The paper is well structured and easy to read. The authors motivate the problem well, by clearly identifying gaps in existing meta-RL algorithms. Bringing ideas from causal inference into meta-learning applications is quite novel and the results are promising, compared to vanilla meta learning methods. The detailed theoretical analysis, well outlined pseudo algorithms, description of the experiments conducted in the grid world and the performance achieved is very interesting.

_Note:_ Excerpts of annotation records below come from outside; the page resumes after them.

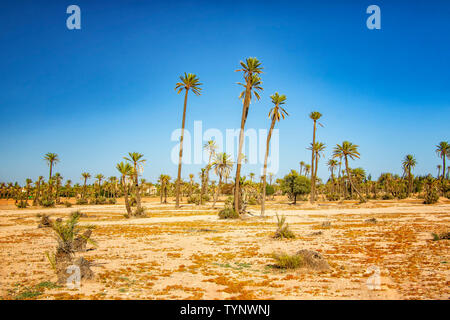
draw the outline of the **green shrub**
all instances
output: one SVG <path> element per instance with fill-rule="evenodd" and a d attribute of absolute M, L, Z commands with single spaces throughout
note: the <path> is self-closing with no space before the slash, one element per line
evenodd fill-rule
<path fill-rule="evenodd" d="M 300 255 L 288 255 L 287 253 L 273 253 L 272 258 L 275 260 L 275 267 L 280 269 L 297 269 L 303 265 L 303 258 Z"/>
<path fill-rule="evenodd" d="M 84 198 L 77 199 L 78 205 L 88 204 L 88 201 Z"/>
<path fill-rule="evenodd" d="M 25 200 L 20 200 L 16 203 L 16 206 L 19 209 L 25 209 L 26 207 L 28 207 L 28 203 Z"/>
<path fill-rule="evenodd" d="M 232 208 L 225 208 L 219 211 L 220 219 L 237 219 L 239 214 Z"/>
<path fill-rule="evenodd" d="M 55 200 L 52 199 L 44 199 L 41 201 L 41 205 L 45 208 L 51 208 L 55 206 Z"/>
<path fill-rule="evenodd" d="M 281 217 L 277 214 L 277 231 L 274 234 L 275 239 L 295 239 L 295 234 L 289 230 L 289 225 L 286 223 L 286 217 Z"/>

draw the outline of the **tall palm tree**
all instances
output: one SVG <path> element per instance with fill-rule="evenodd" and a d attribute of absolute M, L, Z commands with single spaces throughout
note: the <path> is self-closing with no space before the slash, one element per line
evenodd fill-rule
<path fill-rule="evenodd" d="M 36 180 L 35 185 L 36 185 L 36 193 L 33 199 L 33 206 L 37 206 L 39 204 L 41 204 L 41 183 L 44 180 L 43 176 L 39 176 L 39 178 Z"/>
<path fill-rule="evenodd" d="M 350 169 L 348 166 L 348 158 L 350 158 L 352 160 L 354 160 L 355 158 L 359 159 L 360 154 L 358 152 L 358 147 L 359 147 L 358 145 L 353 144 L 348 141 L 342 142 L 341 145 L 337 144 L 336 147 L 334 147 L 333 158 L 340 158 L 340 157 L 344 158 L 345 170 L 347 172 L 347 179 L 350 183 L 350 186 L 351 186 L 352 190 L 356 191 L 361 202 L 366 202 L 366 199 L 361 195 L 359 190 L 356 189 L 356 187 L 353 185 L 352 176 L 350 174 Z"/>
<path fill-rule="evenodd" d="M 48 179 L 50 180 L 52 178 L 53 166 L 56 165 L 59 162 L 59 157 L 58 157 L 58 155 L 56 153 L 48 152 L 44 156 L 44 160 L 47 161 L 47 164 L 50 167 L 50 174 L 48 176 Z"/>
<path fill-rule="evenodd" d="M 408 184 L 409 184 L 408 185 L 408 196 L 411 194 L 412 187 L 413 187 L 413 179 L 412 179 L 411 169 L 414 168 L 416 166 L 416 164 L 417 164 L 417 161 L 414 158 L 414 156 L 411 154 L 406 155 L 402 162 L 403 169 L 408 173 Z"/>
<path fill-rule="evenodd" d="M 272 99 L 272 103 L 275 105 L 272 109 L 269 111 L 269 119 L 271 118 L 272 121 L 270 123 L 270 129 L 269 134 L 267 135 L 267 142 L 266 142 L 266 154 L 264 156 L 264 168 L 263 168 L 263 175 L 262 175 L 262 201 L 261 201 L 261 216 L 264 216 L 264 212 L 266 210 L 266 173 L 267 173 L 267 158 L 269 156 L 269 146 L 270 146 L 270 139 L 272 138 L 272 132 L 273 128 L 275 128 L 275 123 L 279 122 L 281 118 L 285 118 L 289 114 L 287 111 L 282 107 L 282 105 L 286 104 L 286 95 L 282 94 L 279 95 L 278 92 L 275 92 L 275 94 L 271 95 L 270 98 Z"/>
<path fill-rule="evenodd" d="M 312 145 L 314 146 L 316 143 L 316 129 L 317 129 L 317 120 L 319 120 L 322 117 L 322 114 L 318 111 L 313 111 L 309 114 L 309 117 L 313 120 L 313 142 Z M 322 124 L 319 122 L 319 125 L 322 126 Z M 311 149 L 311 203 L 314 203 L 315 201 L 315 194 L 316 194 L 316 177 L 315 177 L 315 168 L 314 168 L 314 156 L 315 151 Z"/>
<path fill-rule="evenodd" d="M 183 158 L 183 139 L 184 139 L 184 126 L 186 122 L 186 106 L 187 106 L 187 97 L 189 90 L 192 90 L 192 92 L 199 96 L 201 94 L 202 88 L 200 86 L 202 83 L 200 83 L 198 77 L 195 74 L 192 73 L 184 73 L 184 76 L 180 76 L 181 82 L 178 82 L 175 86 L 175 90 L 177 91 L 177 94 L 185 90 L 184 94 L 184 106 L 183 106 L 183 121 L 181 123 L 181 137 L 180 137 L 180 155 L 178 160 L 178 176 L 177 176 L 177 185 L 176 185 L 176 204 L 175 206 L 177 208 L 180 207 L 180 182 L 181 182 L 181 160 Z"/>
<path fill-rule="evenodd" d="M 86 198 L 86 188 L 87 188 L 86 183 L 87 183 L 87 179 L 89 179 L 89 178 L 91 177 L 91 174 L 88 173 L 88 172 L 83 172 L 83 173 L 81 174 L 81 176 L 82 176 L 83 179 L 84 179 L 84 183 L 83 183 L 83 193 L 82 193 L 82 195 L 81 195 L 81 198 L 82 198 L 82 199 L 85 199 L 85 198 Z"/>
<path fill-rule="evenodd" d="M 98 195 L 100 196 L 102 193 L 102 180 L 105 178 L 104 175 L 102 175 L 101 173 L 97 174 L 95 176 L 95 179 L 97 179 L 97 185 L 98 185 Z"/>
<path fill-rule="evenodd" d="M 436 146 L 436 154 L 442 158 L 442 180 L 445 179 L 445 158 L 450 158 L 450 144 L 448 141 L 441 141 Z M 439 176 L 438 176 L 439 178 Z"/>
<path fill-rule="evenodd" d="M 217 150 L 216 142 L 214 140 L 209 140 L 203 145 L 203 149 L 206 150 L 209 154 L 208 164 L 206 165 L 205 183 L 202 184 L 202 187 L 207 189 L 209 184 L 209 170 L 211 169 L 211 161 L 215 156 Z M 203 190 L 203 193 L 204 192 L 205 190 Z"/>
<path fill-rule="evenodd" d="M 300 161 L 300 175 L 302 175 L 303 167 L 305 166 L 305 161 Z"/>
<path fill-rule="evenodd" d="M 141 209 L 141 191 L 139 188 L 138 176 L 142 172 L 146 160 L 143 159 L 144 155 L 138 152 L 128 152 L 128 157 L 123 158 L 133 165 L 133 178 L 136 192 L 136 211 L 140 212 L 142 209 Z"/>
<path fill-rule="evenodd" d="M 231 157 L 227 155 L 225 152 L 221 152 L 216 154 L 214 162 L 212 163 L 212 168 L 214 169 L 214 173 L 219 177 L 219 184 L 217 186 L 217 191 L 214 196 L 213 208 L 216 206 L 217 198 L 219 197 L 220 187 L 222 186 L 222 178 L 230 174 L 231 169 L 233 168 L 233 161 L 231 161 Z"/>
<path fill-rule="evenodd" d="M 310 172 L 311 172 L 311 165 L 305 164 L 305 176 L 308 176 Z"/>
<path fill-rule="evenodd" d="M 236 177 L 234 185 L 234 210 L 240 213 L 239 202 L 240 202 L 240 178 L 241 178 L 241 161 L 242 161 L 242 146 L 244 144 L 244 129 L 245 122 L 247 121 L 248 111 L 250 108 L 250 102 L 252 99 L 252 94 L 256 99 L 260 99 L 258 91 L 262 91 L 261 78 L 258 76 L 262 73 L 261 62 L 256 58 L 247 58 L 245 62 L 241 61 L 241 69 L 236 70 L 237 72 L 243 72 L 245 84 L 238 83 L 239 85 L 245 87 L 245 90 L 239 95 L 239 99 L 243 100 L 242 105 L 242 116 L 241 116 L 241 130 L 239 132 L 239 150 L 238 159 L 236 165 Z"/>
<path fill-rule="evenodd" d="M 123 188 L 123 195 L 125 198 L 125 208 L 127 209 L 127 216 L 131 217 L 131 206 L 130 202 L 128 200 L 128 184 L 127 184 L 127 177 L 132 177 L 134 175 L 134 168 L 129 164 L 125 162 L 120 162 L 116 165 L 116 169 L 120 173 L 120 182 L 122 184 Z"/>

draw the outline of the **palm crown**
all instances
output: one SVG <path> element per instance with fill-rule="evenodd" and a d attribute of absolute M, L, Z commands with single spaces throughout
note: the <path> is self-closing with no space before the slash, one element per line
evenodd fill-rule
<path fill-rule="evenodd" d="M 199 78 L 195 74 L 185 72 L 184 76 L 180 76 L 180 80 L 181 82 L 177 82 L 175 86 L 175 90 L 178 90 L 177 93 L 183 90 L 192 90 L 197 96 L 201 95 L 202 88 L 200 86 L 203 83 L 200 83 Z"/>

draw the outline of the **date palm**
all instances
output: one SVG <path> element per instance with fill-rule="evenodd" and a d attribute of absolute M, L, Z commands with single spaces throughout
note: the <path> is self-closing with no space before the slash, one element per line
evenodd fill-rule
<path fill-rule="evenodd" d="M 245 84 L 238 83 L 245 87 L 245 90 L 239 95 L 239 98 L 243 100 L 242 105 L 242 115 L 241 115 L 241 129 L 239 131 L 239 150 L 238 159 L 236 165 L 236 177 L 234 186 L 234 210 L 240 213 L 239 203 L 240 203 L 240 178 L 241 178 L 241 161 L 242 161 L 242 146 L 244 144 L 244 129 L 245 122 L 247 121 L 248 111 L 250 108 L 250 102 L 252 99 L 252 94 L 256 99 L 260 99 L 259 91 L 262 91 L 261 79 L 258 76 L 262 73 L 261 62 L 256 58 L 247 58 L 245 62 L 241 61 L 241 69 L 236 70 L 237 72 L 243 72 L 243 77 Z"/>
<path fill-rule="evenodd" d="M 354 160 L 355 158 L 359 159 L 358 145 L 353 144 L 349 141 L 342 142 L 341 145 L 337 144 L 333 150 L 333 158 L 344 158 L 345 161 L 345 171 L 347 172 L 347 179 L 350 183 L 352 190 L 355 190 L 358 194 L 361 202 L 366 202 L 366 199 L 361 195 L 358 189 L 353 185 L 352 176 L 350 174 L 350 169 L 348 166 L 348 158 Z"/>
<path fill-rule="evenodd" d="M 312 145 L 314 146 L 316 143 L 316 129 L 317 129 L 317 120 L 319 120 L 322 117 L 322 114 L 318 111 L 313 111 L 309 114 L 309 117 L 313 120 L 313 142 Z M 322 124 L 319 122 L 319 125 L 322 126 Z M 323 127 L 323 126 L 322 126 Z M 316 175 L 315 172 L 317 169 L 314 167 L 314 156 L 315 152 L 313 149 L 311 149 L 311 203 L 314 203 L 315 201 L 315 194 L 316 194 Z"/>
<path fill-rule="evenodd" d="M 120 162 L 120 163 L 118 163 L 116 165 L 116 169 L 120 173 L 120 183 L 121 183 L 122 188 L 123 188 L 123 195 L 124 195 L 124 198 L 125 198 L 125 208 L 127 210 L 127 216 L 131 217 L 132 212 L 131 212 L 130 202 L 128 200 L 128 183 L 127 183 L 127 178 L 133 176 L 134 168 L 129 163 L 125 163 L 125 162 L 122 161 L 122 162 Z"/>
<path fill-rule="evenodd" d="M 262 175 L 262 201 L 261 201 L 261 216 L 264 216 L 264 212 L 266 210 L 266 175 L 267 175 L 267 158 L 269 157 L 269 146 L 270 146 L 270 139 L 272 138 L 272 132 L 273 128 L 275 128 L 275 123 L 279 122 L 281 119 L 284 119 L 289 114 L 287 111 L 282 107 L 282 105 L 286 104 L 286 96 L 284 94 L 280 95 L 278 92 L 275 92 L 273 95 L 270 96 L 272 99 L 272 103 L 274 104 L 274 107 L 270 109 L 269 111 L 269 119 L 271 119 L 270 122 L 270 129 L 269 134 L 267 135 L 267 141 L 266 141 L 266 154 L 264 156 L 264 168 L 263 168 L 263 175 Z"/>
<path fill-rule="evenodd" d="M 230 174 L 231 169 L 233 168 L 233 161 L 231 161 L 231 157 L 225 152 L 218 153 L 216 154 L 214 162 L 212 163 L 212 168 L 214 169 L 214 173 L 219 177 L 219 184 L 217 186 L 217 191 L 214 196 L 214 202 L 212 206 L 214 208 L 216 206 L 217 198 L 220 193 L 220 187 L 222 186 L 222 178 Z"/>
<path fill-rule="evenodd" d="M 209 184 L 209 170 L 211 169 L 211 161 L 212 161 L 213 157 L 215 156 L 216 150 L 217 150 L 216 142 L 214 140 L 209 140 L 207 143 L 205 143 L 203 145 L 203 149 L 206 150 L 206 152 L 208 152 L 209 159 L 208 159 L 208 164 L 206 166 L 205 183 L 202 184 L 202 186 L 203 186 L 203 188 L 208 188 L 208 184 Z M 205 190 L 203 190 L 203 193 L 204 192 L 205 192 Z"/>
<path fill-rule="evenodd" d="M 436 146 L 436 154 L 442 158 L 442 180 L 445 179 L 445 158 L 450 158 L 450 144 L 448 141 L 441 141 Z M 438 176 L 439 178 L 439 176 Z"/>
<path fill-rule="evenodd" d="M 408 196 L 412 192 L 412 187 L 413 187 L 413 179 L 412 179 L 411 169 L 414 168 L 416 166 L 416 164 L 417 164 L 417 161 L 414 158 L 414 156 L 411 154 L 406 155 L 402 162 L 403 169 L 408 173 Z"/>
<path fill-rule="evenodd" d="M 47 161 L 47 164 L 50 167 L 50 174 L 48 176 L 48 179 L 50 180 L 52 178 L 53 166 L 56 165 L 59 162 L 59 157 L 58 157 L 58 155 L 56 153 L 48 152 L 44 156 L 44 160 Z"/>
<path fill-rule="evenodd" d="M 83 173 L 81 174 L 81 176 L 82 176 L 83 179 L 84 179 L 84 183 L 83 183 L 83 193 L 82 193 L 82 195 L 81 195 L 81 198 L 82 198 L 82 199 L 85 199 L 85 198 L 86 198 L 86 188 L 87 188 L 86 183 L 87 183 L 87 179 L 89 179 L 89 178 L 91 177 L 91 174 L 88 173 L 88 172 L 83 172 Z"/>
<path fill-rule="evenodd" d="M 128 152 L 128 157 L 123 157 L 133 166 L 133 180 L 136 193 L 136 211 L 141 212 L 141 191 L 139 188 L 138 176 L 143 171 L 143 166 L 146 162 L 144 155 L 138 152 Z"/>
<path fill-rule="evenodd" d="M 178 176 L 177 176 L 177 184 L 176 184 L 176 204 L 177 208 L 180 207 L 180 183 L 181 183 L 181 160 L 183 158 L 183 139 L 184 139 L 184 126 L 186 123 L 186 106 L 187 106 L 187 97 L 189 90 L 199 96 L 201 95 L 202 88 L 198 77 L 192 73 L 184 73 L 184 76 L 180 76 L 181 82 L 178 82 L 175 86 L 175 90 L 177 90 L 177 94 L 185 90 L 184 93 L 184 105 L 183 105 L 183 121 L 181 123 L 181 137 L 180 137 L 180 154 L 178 160 Z"/>

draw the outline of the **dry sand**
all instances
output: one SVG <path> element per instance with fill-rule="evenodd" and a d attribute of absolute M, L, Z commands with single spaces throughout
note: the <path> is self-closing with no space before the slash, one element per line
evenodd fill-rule
<path fill-rule="evenodd" d="M 0 297 L 14 299 L 449 299 L 450 202 L 420 200 L 346 203 L 269 201 L 267 217 L 219 220 L 210 205 L 161 205 L 144 199 L 147 218 L 125 219 L 117 205 L 16 209 L 0 200 Z M 223 203 L 219 203 L 223 205 Z M 79 289 L 41 288 L 56 275 L 45 257 L 56 241 L 37 228 L 37 213 L 67 217 L 97 228 L 98 247 L 83 255 L 96 262 L 95 278 Z M 276 213 L 294 240 L 275 240 Z M 367 222 L 375 218 L 376 223 Z M 329 226 L 322 225 L 330 222 Z M 92 247 L 92 246 L 91 246 Z M 272 252 L 319 251 L 330 271 L 274 269 Z M 375 271 L 374 271 L 375 270 Z M 367 281 L 380 274 L 380 288 Z M 23 295 L 25 294 L 25 295 Z M 27 295 L 28 294 L 28 295 Z"/>

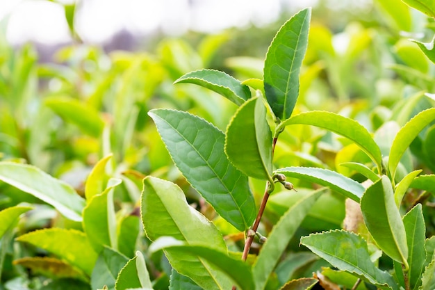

A key concern is the choice of baselines - while the proposed method clearly is better than vanilla MAML, I think a comparison to other state of the art distributional robust [1] or bayesian [2] meta learning methods would put the strength of the proposed algorithm in better perspective. Quantitative comparison against these more relevant baselines would have made the contributions much more impactful.
The fact that Causal PPO, In appendix C, matches or beats the proposed approach in all the tasks supports the need for stronger baselines.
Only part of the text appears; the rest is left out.